Despite the praise and platitudes, life is not easy. Frates calls his disease “The Beast” and himself “The Bionic Man.” He uses a wheelchair and lives without the use of his extremities, but he remains fully cognizant of the world around him. Machines and full-time care specialists now keep him alive. With the 24-hour nursing, a medical supply closet stocked with syringes and oxygen, the Frates home in Beverly, Massachusetts, approximates an intensive care unit.
Even after losing his ability to speak, the former communications major has inspired others. In July 2014, Frates began an initiative that would become his largest impact on the ALS community.
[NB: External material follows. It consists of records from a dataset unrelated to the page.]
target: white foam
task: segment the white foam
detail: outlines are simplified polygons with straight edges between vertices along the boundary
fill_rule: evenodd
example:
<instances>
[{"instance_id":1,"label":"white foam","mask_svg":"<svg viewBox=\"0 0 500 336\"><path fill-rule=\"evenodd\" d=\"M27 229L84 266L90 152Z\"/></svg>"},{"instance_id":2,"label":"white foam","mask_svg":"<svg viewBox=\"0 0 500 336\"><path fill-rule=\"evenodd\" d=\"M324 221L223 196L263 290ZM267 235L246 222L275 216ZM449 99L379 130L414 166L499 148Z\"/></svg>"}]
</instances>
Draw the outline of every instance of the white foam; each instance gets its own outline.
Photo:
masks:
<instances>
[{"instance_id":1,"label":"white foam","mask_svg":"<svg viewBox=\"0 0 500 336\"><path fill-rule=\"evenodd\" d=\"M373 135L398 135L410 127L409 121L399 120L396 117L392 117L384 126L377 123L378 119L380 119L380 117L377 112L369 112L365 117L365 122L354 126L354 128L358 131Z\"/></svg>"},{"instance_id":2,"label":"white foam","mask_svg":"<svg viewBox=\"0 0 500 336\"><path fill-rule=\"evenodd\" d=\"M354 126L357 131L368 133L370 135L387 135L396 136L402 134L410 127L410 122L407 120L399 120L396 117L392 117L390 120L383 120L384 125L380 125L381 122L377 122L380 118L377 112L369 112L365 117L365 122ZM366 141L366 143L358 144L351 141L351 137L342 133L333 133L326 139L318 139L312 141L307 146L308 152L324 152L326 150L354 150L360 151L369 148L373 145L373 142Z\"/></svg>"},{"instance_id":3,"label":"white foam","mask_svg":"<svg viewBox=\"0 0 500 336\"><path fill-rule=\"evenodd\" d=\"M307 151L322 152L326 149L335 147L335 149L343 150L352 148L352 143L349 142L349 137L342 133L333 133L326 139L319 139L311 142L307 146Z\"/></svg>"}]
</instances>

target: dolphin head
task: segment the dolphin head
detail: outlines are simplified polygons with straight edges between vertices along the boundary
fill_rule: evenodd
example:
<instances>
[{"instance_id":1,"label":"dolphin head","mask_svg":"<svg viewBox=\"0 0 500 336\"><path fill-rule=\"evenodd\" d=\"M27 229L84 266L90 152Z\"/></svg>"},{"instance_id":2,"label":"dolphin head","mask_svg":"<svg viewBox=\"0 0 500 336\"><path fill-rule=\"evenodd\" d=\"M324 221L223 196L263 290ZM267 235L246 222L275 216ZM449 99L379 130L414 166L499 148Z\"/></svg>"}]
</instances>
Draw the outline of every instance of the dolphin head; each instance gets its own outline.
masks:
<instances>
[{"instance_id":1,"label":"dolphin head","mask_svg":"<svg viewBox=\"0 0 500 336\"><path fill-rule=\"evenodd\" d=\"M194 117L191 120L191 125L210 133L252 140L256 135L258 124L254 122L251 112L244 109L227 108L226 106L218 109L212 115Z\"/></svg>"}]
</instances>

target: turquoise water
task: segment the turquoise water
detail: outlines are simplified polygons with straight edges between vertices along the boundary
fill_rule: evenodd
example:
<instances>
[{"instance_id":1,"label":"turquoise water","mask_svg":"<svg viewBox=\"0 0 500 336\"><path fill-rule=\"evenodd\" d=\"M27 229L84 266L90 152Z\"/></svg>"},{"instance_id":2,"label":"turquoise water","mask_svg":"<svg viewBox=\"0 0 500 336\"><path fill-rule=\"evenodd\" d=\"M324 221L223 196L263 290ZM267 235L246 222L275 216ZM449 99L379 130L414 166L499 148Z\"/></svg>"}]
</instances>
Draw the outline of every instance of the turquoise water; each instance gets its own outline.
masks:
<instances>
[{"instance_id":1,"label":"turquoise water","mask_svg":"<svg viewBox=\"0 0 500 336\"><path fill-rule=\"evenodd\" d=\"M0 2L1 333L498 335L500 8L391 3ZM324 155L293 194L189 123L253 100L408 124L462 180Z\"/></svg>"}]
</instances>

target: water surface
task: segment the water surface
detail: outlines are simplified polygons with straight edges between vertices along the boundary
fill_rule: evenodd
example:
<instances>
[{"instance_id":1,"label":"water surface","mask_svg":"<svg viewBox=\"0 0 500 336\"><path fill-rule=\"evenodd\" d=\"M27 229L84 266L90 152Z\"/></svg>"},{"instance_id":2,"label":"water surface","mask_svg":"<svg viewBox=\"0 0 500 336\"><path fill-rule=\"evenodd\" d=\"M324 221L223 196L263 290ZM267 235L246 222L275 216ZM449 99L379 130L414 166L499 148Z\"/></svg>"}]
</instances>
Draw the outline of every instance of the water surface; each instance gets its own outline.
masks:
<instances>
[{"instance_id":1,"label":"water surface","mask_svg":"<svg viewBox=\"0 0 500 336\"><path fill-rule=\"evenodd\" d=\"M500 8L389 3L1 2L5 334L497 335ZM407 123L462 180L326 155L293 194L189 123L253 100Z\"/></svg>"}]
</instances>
A campaign started by three others became a phenomenon when it reached Frates and his home city: Boston area athletes, teams and celebrities began pouring buckets of ice water over their heads in honor of Pete Frates.
After “Team Frate Train” embarked on the ALS Ice Bucket Challenge, it swept the nation. The likes of LeBron James, Oprah Winfrey and Bill Gates posted videos, and the initiative took social media by storm, raising over $220 million for the ALS Association in the summer of 2014 alone.
“When he was diagnosed, he immediately made up his mind to go change the world of ALS,” former Eagle teammate Ryne Reynoso said. “And he’s done it.”